The Economist's Oath: On the Need for and Content of Professional Economic Ethics by George DeMartino is a very stimulating book, although I disagree with the author's argument.
Let me start by summing it up. Economists have great influence over the lives of many other people because they are so influential in public policy jobs. Even when practised by moral people, economics has proven harmful – look at the financial crisis, or the effect of IMF austerity policies, or the collapse of life-expectancy in post-Soviet 'shock therapy' Russia. Economists have always resisted the idea that they need a professional ethical code because they see their role as the scientific investigation of social realities – when working in government they are doing so as technicians, not as philosophers or politicians. What's more, economists say, there are no barriers to entry. Unlike medicine or law, anyone can describe themselves as an economist and maybe even get a job as one. DeMartino rejects the positivism of these self-descriptions, saying economists must recognize that neutral policy advice is impossible in their field. And while there are no barriers to entering the profession, he argues that economists have created an intellectual monopoly and developed their own power in policy decisions. Economists' “faith in free markets” caused the financial crisis. What's more, economists are sloppy in their econometrics and tied to orthodoxy in their beliefs. Professional ethics are needed urgently so that the training of future economists includes awareness of the inherent contestability of economic models and policies.
I think this is a fair summary, and it would be hard to disagree with some of the steps of the argument. On the other hand, it's clear that DeMartino opposes 'orthodox' economics and – as so many 'heterodox' economists do – sets it up as a monolithic set of beliefs which actually only represent the views of a sub-section. For example, there are not many orthodox economists who cling as ardently as Eugene Fama to the Efficient Markets Hypothesis.

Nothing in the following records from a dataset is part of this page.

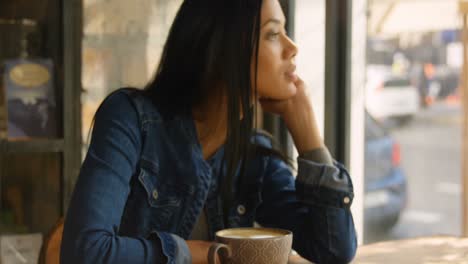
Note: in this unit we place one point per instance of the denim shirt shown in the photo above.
(144, 183)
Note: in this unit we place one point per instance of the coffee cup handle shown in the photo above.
(213, 252)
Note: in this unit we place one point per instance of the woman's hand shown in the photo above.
(199, 250)
(298, 114)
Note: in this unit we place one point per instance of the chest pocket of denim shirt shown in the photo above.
(165, 200)
(246, 209)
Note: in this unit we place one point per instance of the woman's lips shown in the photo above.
(292, 76)
(291, 73)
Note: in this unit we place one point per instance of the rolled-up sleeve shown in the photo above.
(95, 211)
(315, 205)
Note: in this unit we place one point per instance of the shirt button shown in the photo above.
(241, 209)
(346, 200)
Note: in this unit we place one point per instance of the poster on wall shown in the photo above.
(30, 99)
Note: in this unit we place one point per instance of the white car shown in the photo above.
(389, 95)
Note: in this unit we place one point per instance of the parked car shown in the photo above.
(390, 96)
(385, 181)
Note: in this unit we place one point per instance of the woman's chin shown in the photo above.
(284, 93)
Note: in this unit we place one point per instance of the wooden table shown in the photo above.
(427, 250)
(423, 250)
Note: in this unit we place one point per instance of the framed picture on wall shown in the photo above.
(30, 99)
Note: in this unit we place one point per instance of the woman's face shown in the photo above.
(276, 55)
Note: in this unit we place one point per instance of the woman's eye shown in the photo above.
(273, 35)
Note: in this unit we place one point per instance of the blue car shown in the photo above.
(385, 182)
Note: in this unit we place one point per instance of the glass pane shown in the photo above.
(30, 108)
(121, 50)
(310, 38)
(413, 129)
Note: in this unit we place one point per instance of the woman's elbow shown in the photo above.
(91, 248)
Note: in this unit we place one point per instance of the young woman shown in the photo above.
(170, 165)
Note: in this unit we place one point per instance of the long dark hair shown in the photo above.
(212, 42)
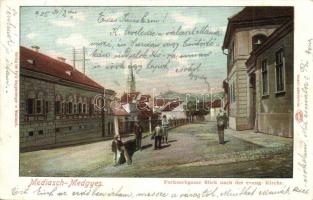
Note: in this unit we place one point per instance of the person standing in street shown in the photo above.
(220, 127)
(165, 124)
(119, 150)
(138, 133)
(157, 137)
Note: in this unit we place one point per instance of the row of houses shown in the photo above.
(259, 83)
(59, 105)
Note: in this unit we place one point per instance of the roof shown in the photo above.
(146, 113)
(129, 97)
(256, 16)
(272, 39)
(215, 104)
(38, 62)
(171, 106)
(120, 111)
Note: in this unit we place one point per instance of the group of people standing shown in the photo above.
(160, 136)
(161, 133)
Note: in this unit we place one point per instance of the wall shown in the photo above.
(239, 109)
(274, 111)
(45, 130)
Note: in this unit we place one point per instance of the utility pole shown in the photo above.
(74, 58)
(81, 53)
(84, 60)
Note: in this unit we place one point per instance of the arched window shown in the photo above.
(30, 103)
(40, 103)
(80, 105)
(258, 40)
(70, 105)
(57, 105)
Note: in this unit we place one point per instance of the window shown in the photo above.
(30, 133)
(63, 108)
(280, 71)
(232, 55)
(79, 108)
(30, 106)
(70, 108)
(75, 108)
(84, 108)
(231, 93)
(264, 77)
(234, 92)
(39, 106)
(46, 107)
(258, 40)
(91, 108)
(66, 108)
(57, 107)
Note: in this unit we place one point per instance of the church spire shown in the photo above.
(131, 84)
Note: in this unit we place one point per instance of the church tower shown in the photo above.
(131, 84)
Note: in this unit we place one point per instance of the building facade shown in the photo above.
(245, 32)
(270, 70)
(57, 103)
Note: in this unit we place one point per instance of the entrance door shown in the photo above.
(252, 105)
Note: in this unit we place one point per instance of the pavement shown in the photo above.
(193, 151)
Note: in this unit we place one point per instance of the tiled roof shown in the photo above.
(120, 111)
(215, 104)
(129, 97)
(255, 17)
(171, 105)
(35, 61)
(261, 13)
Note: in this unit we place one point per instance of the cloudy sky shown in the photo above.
(111, 34)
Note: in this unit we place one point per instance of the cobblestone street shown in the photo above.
(193, 151)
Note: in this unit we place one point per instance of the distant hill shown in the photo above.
(170, 94)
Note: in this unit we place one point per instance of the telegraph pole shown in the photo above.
(74, 58)
(81, 53)
(84, 60)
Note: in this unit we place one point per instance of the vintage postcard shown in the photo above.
(151, 100)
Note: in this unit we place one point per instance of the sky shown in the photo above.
(111, 34)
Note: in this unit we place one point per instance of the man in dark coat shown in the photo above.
(119, 150)
(138, 133)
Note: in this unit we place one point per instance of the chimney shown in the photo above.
(35, 48)
(61, 59)
(68, 72)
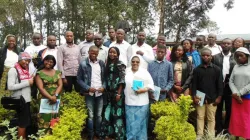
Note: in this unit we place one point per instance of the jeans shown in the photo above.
(94, 106)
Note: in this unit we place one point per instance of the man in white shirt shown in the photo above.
(212, 44)
(142, 49)
(33, 51)
(50, 50)
(85, 45)
(103, 51)
(122, 45)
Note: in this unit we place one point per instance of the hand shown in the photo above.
(140, 53)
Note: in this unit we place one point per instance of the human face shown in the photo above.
(206, 57)
(241, 58)
(24, 63)
(69, 37)
(179, 52)
(238, 43)
(160, 53)
(135, 63)
(113, 54)
(141, 37)
(11, 42)
(187, 45)
(93, 54)
(226, 45)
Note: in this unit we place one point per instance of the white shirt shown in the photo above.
(131, 97)
(123, 48)
(226, 65)
(33, 51)
(11, 59)
(84, 49)
(53, 52)
(96, 80)
(215, 49)
(147, 57)
(103, 53)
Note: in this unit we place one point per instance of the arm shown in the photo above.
(12, 77)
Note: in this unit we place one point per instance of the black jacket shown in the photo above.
(3, 55)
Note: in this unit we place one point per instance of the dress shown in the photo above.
(50, 85)
(113, 117)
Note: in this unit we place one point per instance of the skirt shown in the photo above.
(240, 119)
(137, 122)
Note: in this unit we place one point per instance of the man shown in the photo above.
(142, 49)
(90, 77)
(224, 60)
(122, 45)
(103, 51)
(212, 44)
(85, 45)
(68, 62)
(111, 37)
(50, 50)
(33, 51)
(207, 78)
(161, 40)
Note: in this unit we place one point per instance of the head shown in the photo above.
(135, 62)
(141, 36)
(120, 35)
(36, 38)
(187, 45)
(98, 40)
(238, 42)
(69, 36)
(161, 52)
(200, 40)
(49, 62)
(24, 59)
(89, 35)
(93, 53)
(242, 55)
(211, 38)
(226, 45)
(11, 41)
(206, 56)
(161, 40)
(112, 33)
(51, 41)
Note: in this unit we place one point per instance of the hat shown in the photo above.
(24, 56)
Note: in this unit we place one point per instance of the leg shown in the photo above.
(200, 119)
(210, 111)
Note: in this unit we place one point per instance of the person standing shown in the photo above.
(207, 78)
(90, 77)
(122, 45)
(142, 49)
(85, 45)
(68, 62)
(103, 51)
(239, 83)
(224, 60)
(212, 44)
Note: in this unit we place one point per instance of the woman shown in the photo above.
(192, 54)
(8, 58)
(137, 101)
(50, 85)
(239, 83)
(183, 71)
(19, 83)
(113, 119)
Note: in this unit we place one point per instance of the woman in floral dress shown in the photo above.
(50, 85)
(113, 120)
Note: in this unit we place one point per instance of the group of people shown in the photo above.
(105, 73)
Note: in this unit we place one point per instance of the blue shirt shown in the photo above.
(162, 74)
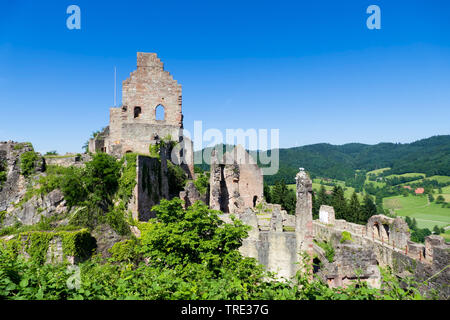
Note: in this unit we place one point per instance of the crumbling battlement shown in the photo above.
(276, 239)
(389, 240)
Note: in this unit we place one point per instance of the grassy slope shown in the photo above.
(427, 214)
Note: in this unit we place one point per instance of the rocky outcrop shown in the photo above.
(32, 211)
(106, 237)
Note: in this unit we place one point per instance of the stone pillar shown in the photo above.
(164, 154)
(303, 213)
(214, 182)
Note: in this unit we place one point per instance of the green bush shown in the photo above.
(328, 248)
(346, 236)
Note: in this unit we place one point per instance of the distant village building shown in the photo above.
(419, 191)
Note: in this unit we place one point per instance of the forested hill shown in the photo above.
(430, 156)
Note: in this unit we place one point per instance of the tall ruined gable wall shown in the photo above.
(147, 88)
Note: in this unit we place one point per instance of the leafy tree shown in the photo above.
(440, 199)
(323, 197)
(196, 235)
(267, 193)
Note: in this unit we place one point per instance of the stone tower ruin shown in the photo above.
(150, 111)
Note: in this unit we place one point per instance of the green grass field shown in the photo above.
(410, 174)
(427, 214)
(378, 171)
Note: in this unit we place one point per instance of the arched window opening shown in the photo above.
(137, 112)
(159, 113)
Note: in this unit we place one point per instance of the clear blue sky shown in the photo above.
(309, 68)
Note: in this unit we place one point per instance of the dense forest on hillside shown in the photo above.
(430, 156)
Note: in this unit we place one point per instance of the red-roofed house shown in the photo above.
(419, 190)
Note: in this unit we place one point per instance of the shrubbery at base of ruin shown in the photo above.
(190, 254)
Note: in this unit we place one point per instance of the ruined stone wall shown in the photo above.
(151, 186)
(236, 181)
(277, 239)
(134, 126)
(423, 262)
(67, 161)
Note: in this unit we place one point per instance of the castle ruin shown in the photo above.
(150, 111)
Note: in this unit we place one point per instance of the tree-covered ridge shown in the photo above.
(429, 156)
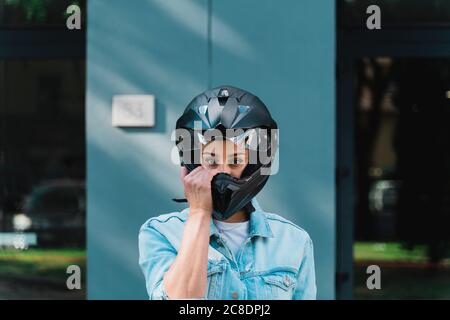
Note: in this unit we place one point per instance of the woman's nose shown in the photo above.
(224, 168)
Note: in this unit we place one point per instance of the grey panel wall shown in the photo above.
(281, 50)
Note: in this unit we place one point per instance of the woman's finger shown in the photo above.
(183, 172)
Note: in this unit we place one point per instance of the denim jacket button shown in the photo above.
(287, 281)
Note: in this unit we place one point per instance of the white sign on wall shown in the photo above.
(133, 111)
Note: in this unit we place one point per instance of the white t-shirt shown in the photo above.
(234, 233)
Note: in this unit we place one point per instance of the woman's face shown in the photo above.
(225, 156)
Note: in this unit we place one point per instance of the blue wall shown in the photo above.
(283, 51)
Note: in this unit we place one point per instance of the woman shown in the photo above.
(223, 245)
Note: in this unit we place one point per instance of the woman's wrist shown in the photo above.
(200, 213)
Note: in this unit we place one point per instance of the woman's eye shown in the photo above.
(211, 161)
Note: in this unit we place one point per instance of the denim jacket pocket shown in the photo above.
(279, 285)
(214, 279)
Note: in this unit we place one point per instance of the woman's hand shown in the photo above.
(197, 190)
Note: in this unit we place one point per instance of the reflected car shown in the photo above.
(56, 212)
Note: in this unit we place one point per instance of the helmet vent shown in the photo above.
(203, 109)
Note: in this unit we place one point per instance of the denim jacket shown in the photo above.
(275, 262)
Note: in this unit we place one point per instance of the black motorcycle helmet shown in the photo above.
(229, 110)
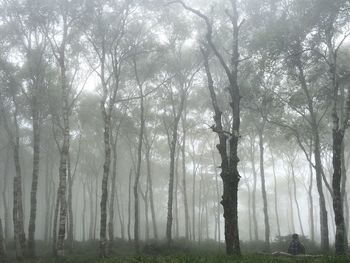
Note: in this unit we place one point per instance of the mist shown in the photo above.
(153, 128)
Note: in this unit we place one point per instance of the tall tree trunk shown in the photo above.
(184, 185)
(172, 145)
(252, 158)
(291, 205)
(263, 188)
(84, 212)
(121, 217)
(150, 185)
(113, 190)
(218, 199)
(4, 196)
(311, 202)
(2, 243)
(295, 198)
(106, 167)
(19, 236)
(176, 208)
(138, 167)
(35, 176)
(70, 229)
(275, 193)
(317, 152)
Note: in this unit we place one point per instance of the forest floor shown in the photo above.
(181, 252)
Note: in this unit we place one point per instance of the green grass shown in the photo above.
(215, 258)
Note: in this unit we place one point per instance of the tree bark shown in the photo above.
(263, 188)
(2, 243)
(275, 193)
(184, 185)
(252, 157)
(35, 176)
(295, 198)
(4, 196)
(172, 169)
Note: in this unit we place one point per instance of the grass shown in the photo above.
(181, 252)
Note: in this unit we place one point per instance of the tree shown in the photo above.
(228, 139)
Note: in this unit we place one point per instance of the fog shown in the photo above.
(173, 124)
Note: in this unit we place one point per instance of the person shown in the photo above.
(295, 246)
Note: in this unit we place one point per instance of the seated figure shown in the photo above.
(295, 246)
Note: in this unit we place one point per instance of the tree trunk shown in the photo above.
(150, 185)
(70, 229)
(84, 212)
(19, 236)
(263, 188)
(176, 195)
(291, 205)
(113, 190)
(311, 202)
(317, 153)
(2, 243)
(184, 185)
(172, 171)
(104, 187)
(138, 168)
(252, 158)
(35, 176)
(275, 193)
(296, 199)
(4, 196)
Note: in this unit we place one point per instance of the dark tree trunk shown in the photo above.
(129, 207)
(252, 157)
(296, 199)
(275, 194)
(19, 235)
(263, 189)
(184, 185)
(2, 243)
(4, 197)
(172, 145)
(104, 186)
(150, 190)
(113, 191)
(35, 176)
(311, 202)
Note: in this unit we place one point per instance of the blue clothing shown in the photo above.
(296, 247)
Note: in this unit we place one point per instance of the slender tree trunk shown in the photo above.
(129, 207)
(176, 208)
(113, 190)
(84, 212)
(275, 193)
(2, 243)
(120, 215)
(172, 170)
(70, 230)
(184, 185)
(263, 188)
(296, 199)
(47, 197)
(218, 199)
(138, 168)
(317, 154)
(311, 202)
(4, 196)
(19, 236)
(35, 176)
(291, 206)
(106, 167)
(150, 185)
(252, 158)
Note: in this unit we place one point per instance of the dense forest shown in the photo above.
(164, 125)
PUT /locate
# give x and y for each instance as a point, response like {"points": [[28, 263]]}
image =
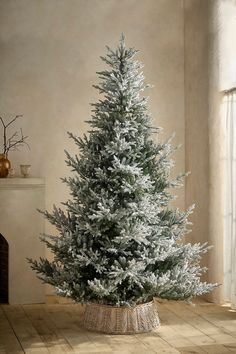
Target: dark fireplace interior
{"points": [[4, 254]]}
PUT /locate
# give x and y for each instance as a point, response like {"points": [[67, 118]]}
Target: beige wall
{"points": [[196, 115], [49, 53]]}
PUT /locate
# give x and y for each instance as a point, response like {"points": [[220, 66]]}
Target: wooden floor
{"points": [[58, 329]]}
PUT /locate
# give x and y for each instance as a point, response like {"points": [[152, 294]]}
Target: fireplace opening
{"points": [[4, 271]]}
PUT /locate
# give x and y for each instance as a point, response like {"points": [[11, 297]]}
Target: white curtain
{"points": [[230, 200]]}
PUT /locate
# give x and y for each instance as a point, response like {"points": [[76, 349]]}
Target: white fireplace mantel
{"points": [[21, 225]]}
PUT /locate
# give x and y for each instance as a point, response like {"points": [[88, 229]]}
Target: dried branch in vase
{"points": [[16, 140]]}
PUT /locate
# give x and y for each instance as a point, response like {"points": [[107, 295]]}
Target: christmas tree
{"points": [[119, 240]]}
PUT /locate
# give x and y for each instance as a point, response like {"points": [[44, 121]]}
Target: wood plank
{"points": [[59, 329], [8, 341], [24, 330], [203, 325], [191, 334]]}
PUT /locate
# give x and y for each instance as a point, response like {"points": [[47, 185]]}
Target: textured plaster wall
{"points": [[49, 53]]}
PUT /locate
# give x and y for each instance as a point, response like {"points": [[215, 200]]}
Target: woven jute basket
{"points": [[121, 320]]}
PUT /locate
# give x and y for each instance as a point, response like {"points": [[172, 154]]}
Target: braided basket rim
{"points": [[121, 319]]}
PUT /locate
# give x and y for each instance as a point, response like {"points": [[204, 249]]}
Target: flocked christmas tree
{"points": [[119, 241]]}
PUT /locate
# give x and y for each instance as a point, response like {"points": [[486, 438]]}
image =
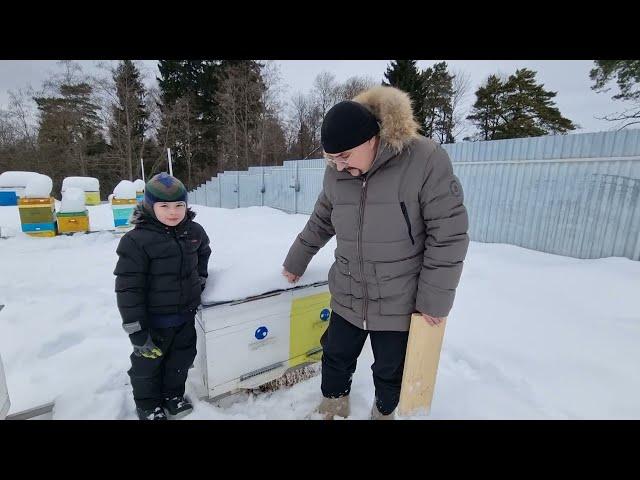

Another weakness in his argument is that he slips between discussing academic economics and applied economists working in policy jobs. The latter group are those he would like to adopt professional ethics as they make the decisions that affect others. However, it's the academics (mainly American) who develop the theories the policy economists (around the world) apply; and it's some of those theories that DeMartino objects to. As I noted in my previous post on this book, economists may be best compared to certain groups of non-experimental scientists such as geologists or astronomers, in trying to discover how society/rocks/stars work.
I think he also downplays the importance of economics not being a closed shop and overplays the idea that there is a professional consensus advanced by a powerful economic priesthood. Certainly economists try to keep out amateurs with the use of jargon and institutional structures, but largely they fail – to the extent that it's become a cliche that you can find an economist to argue any side of a debate. ('On the one hand.. on the other hand….') The idea that there is an “intellectual monopoly” in economics (p106) is vastly over-stated, and it is those who like to identify themselves as 'heterodox' who try to claim this. (My previous book, The Soulful Science, tried to show how varied and rich the house of 'conventional' economics is.) I think the power of free market economic philosophy in the early 1980s stemmed from the political power of Mrs Thatcher and Mr Reagan, rather than the other way round. The tide of free marketism had receded within the economics profession itself long before the financial crisis.
DeMartino says the Economist's Oath needs to recognise two principles: Do No Harm; and recognise people's autonomy by getting their advance consent. I would suggest that policy economists would be mystified by the idea that they need to codify the first of these, as all the economic assessment of policy incorporates at a minimum a benefit-cost analysis and often – as in competition policy – an explicit consumer and citizen welfare analysis. The policy advice might turn out to be wrong but it is always trying to 'do no harm' – subject to the caveat that there will be winners and losers, and therefore ultimately political judgments about the balance of benefit and harm. When it comes to gaining consent in advance, this is inextricably bound up with the legitimacy of those implementing the decision and therefore also a political question. In a democracy, an elected government has gained prior consent for its policies.
Having disagreed with the author's argument so much, the book ends with a sample 'oath' it would be hard to object to in outline – serve the public good, recognize the limits of economics and its links with political choices, watch out in particular for the weakest members of society, and keep in mind the virtues of pluralism in economics itself. I think most 'orthodox' policy economists would see themselves as already signed up to these principles – unless by 'pluralism' DeMartino means they ought to agree with him.
I do think economists of any variety would enjoy reading this book. It makes some valid points about weaknesses in economic practice, and about the fact that the economics used in the policy world is often actually political economy and so should not be portrayed as objective truth. My version of an economist's oath would certainly include careful econometrics, acknowledgment of alternative perspectives and humility. The book is also clearly written and jargon-free with some interesting history of the past debate within the profession about codes of conduct and ethics.